3.1 Opbrengstgericht onderwijs Opbrengstgericht werken is een belangrijke pijler van de kwaliteitsagenda VO. In de huidige onderwijskundige omgeving is een focus naar opbrengsten en rendementen aan de orde. Het blijven communiceren en verantwoorden van onderwijsprestaties wordt steeds belangrijker: zowel intern als extern. Scholen die opbrengstgericht werken, benutten beschikbare data voor het verbeteren van hun onderwijs. Concreet betekent dit dat scholen gegevens verzamelen en gericht gebruiken om leerlingenresultaten te verbeteren. Het meten van leerling-resultaten, het analyseren ervan en aanpassingen van het onderwijs naar aanleiding van de analyse van resultaten is een cyclisch proces. Doelstelling voor de instelling op gebied van opbrengstgericht onderwijs is de kwaliteit van het onderwijs en de resultaten op alle punten op tenminste gemiddeld niveau te brengen. Iedereen heeft hierin een eigen rol en verantwoordelijkheid. Het eerste uitgangspunt ten aanzien van het rendement is dat alle locaties minimaal moeten voldoen aan de basisnormen zoals de Inspectie die stelt in het, onlangs vernieuwde, toezichtkader VO. Dit houdt in dat in het meerjarenoverzicht alle onderdelen voor elke afdeling van elke locatie minimaal voldoende moet zijn. In dit nieuwe toezichtkader VO is er naast de focus op opbrengsten, ook meer aandacht voor het onderwijsproces. Doelstelling: Alle locaties voldoen tenminste aan de basisnormen zoals de inspectie ze stelt in het vernieuwde toezichtkader VO.
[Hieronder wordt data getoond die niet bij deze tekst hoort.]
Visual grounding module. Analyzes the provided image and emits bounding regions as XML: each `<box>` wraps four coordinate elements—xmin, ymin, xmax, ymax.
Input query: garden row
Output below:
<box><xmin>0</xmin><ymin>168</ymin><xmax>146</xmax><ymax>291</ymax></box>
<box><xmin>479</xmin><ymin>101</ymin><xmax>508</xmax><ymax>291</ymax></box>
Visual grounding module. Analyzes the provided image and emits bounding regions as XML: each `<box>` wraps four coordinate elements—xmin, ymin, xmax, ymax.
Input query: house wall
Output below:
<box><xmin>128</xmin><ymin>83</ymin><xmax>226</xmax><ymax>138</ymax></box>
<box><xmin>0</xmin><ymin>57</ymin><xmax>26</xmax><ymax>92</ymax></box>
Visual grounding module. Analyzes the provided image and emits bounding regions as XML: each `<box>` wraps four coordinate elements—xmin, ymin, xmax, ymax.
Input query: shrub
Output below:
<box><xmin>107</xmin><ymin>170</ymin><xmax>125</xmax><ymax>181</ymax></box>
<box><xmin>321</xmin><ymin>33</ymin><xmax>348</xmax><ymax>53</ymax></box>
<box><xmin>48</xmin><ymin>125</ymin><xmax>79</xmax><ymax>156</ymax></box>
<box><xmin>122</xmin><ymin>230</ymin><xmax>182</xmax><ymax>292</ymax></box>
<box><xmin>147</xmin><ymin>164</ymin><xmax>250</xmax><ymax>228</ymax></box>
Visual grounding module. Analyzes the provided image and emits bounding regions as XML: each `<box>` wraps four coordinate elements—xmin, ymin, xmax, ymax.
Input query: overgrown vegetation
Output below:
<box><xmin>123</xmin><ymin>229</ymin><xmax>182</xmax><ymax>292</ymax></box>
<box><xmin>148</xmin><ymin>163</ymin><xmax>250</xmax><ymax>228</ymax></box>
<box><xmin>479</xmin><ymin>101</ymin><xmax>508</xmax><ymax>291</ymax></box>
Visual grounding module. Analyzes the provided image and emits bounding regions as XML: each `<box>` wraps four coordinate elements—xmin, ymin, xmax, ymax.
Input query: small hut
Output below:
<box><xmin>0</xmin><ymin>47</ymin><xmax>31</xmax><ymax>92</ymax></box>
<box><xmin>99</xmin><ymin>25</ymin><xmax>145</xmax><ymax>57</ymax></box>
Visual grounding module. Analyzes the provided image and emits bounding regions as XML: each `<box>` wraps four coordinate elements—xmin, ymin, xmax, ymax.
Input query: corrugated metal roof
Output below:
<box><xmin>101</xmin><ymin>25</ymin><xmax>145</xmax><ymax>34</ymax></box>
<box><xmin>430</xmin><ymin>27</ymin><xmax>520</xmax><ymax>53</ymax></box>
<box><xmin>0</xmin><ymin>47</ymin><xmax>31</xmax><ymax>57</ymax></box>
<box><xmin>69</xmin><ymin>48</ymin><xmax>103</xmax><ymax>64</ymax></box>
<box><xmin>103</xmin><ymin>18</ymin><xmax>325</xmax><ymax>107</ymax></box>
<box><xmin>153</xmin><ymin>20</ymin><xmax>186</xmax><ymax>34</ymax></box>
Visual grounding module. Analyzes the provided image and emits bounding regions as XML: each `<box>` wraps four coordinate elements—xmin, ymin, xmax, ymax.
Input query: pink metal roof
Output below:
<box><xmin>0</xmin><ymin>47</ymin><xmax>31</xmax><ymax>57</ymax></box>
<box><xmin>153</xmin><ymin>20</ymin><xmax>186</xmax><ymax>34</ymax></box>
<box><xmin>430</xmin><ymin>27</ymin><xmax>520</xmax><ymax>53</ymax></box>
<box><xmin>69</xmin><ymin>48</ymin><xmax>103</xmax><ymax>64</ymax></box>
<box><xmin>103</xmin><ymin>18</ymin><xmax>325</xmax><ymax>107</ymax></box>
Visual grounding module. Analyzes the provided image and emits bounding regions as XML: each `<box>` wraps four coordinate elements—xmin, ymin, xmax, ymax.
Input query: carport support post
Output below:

3.2 Talentontwikkeling Binnen de instelling Pius Canisius hebben we vertrouwen in de mogelijkheden en talenten van onze leerlingen. We streven we ernaar het beste uit leerlingen en medewerkers te halen; we willen hen in staat stellen op verschillende niveaus en in verschillende vormen te laten excelleren. De leerling dient op school uitgedaagd te worden. Leerlingen worden gestimuleerd hun talenten te ontdekken en verder te ontwikkelen. Er is zowel aandacht voor kennis als voor vaardigheden, competenties en karakter. Persoonlijk contact en coachen van leerlingen helpt leerlingen om het beste uit zichzelf te halen en een goed beeld te krijgen van de eigen mogelijkheden. De staatssecretaris voorstaat een brede definitie van talentontwikkeling: excelleren moet op alle niveaus in het onderwijs – van vmbo tot vwo - en op een breed gebied gestimuleerd worden. Er moet niet alleen oog zijn voor cognitieve vaardigheden, maar ook bijvoorbeeld voor creatieve en ambachtelijke vaardigheden.
Kadernota 2014-2017
Centrale Directie Pius Canisius
januari 2014
7
Binnen de instelling Pius Canisius zijn wij voorstander van zo’n brede definitie, waarbij ontwikkeling van talent volop de ruimte krijgt en het onderwijs beter afgestemd wordt op de verschillen tussen leerlingen. Het gaat dan bijvoorbeeld om het sneller behalen van een diploma, het aanbieden van masterclasses of het modulair afsluiten van vakken op verschillende niveaus. Extra inspanningen en resultaten voor honoursprogramma’s, olympiades of beroepenwedstrijden zouden zichtbaar moeten worden op diploma’s. Pius en Canisius hebben een breed onderwijsaanbod gericht op het stimuleren en optimaliseren van talenten op alle niveaus. Het totale onderwijsaanbod is meer dan gemiddeld en kent op de scholen mogelijkheden tot verdieping naast het reguliere aanbod. Aandacht voor talentontwikkeling vraagt ruimte in het curriculum. De komende jaren gaan Pius en Canisius hier mee aan de slag. Doelstelling: De instelling Pius Canisius zorgt ervoor dat er sprake is van een ambitieuze leercultuur waar excellentie wordt gestimuleerd en dat locaties hun huidige verdiepingsaanbod waar mogelijk uitbreiden, om leerlingen zoveel mogelijk te stimuleren hun talenten te ontdekken en maximaal te ontplooien.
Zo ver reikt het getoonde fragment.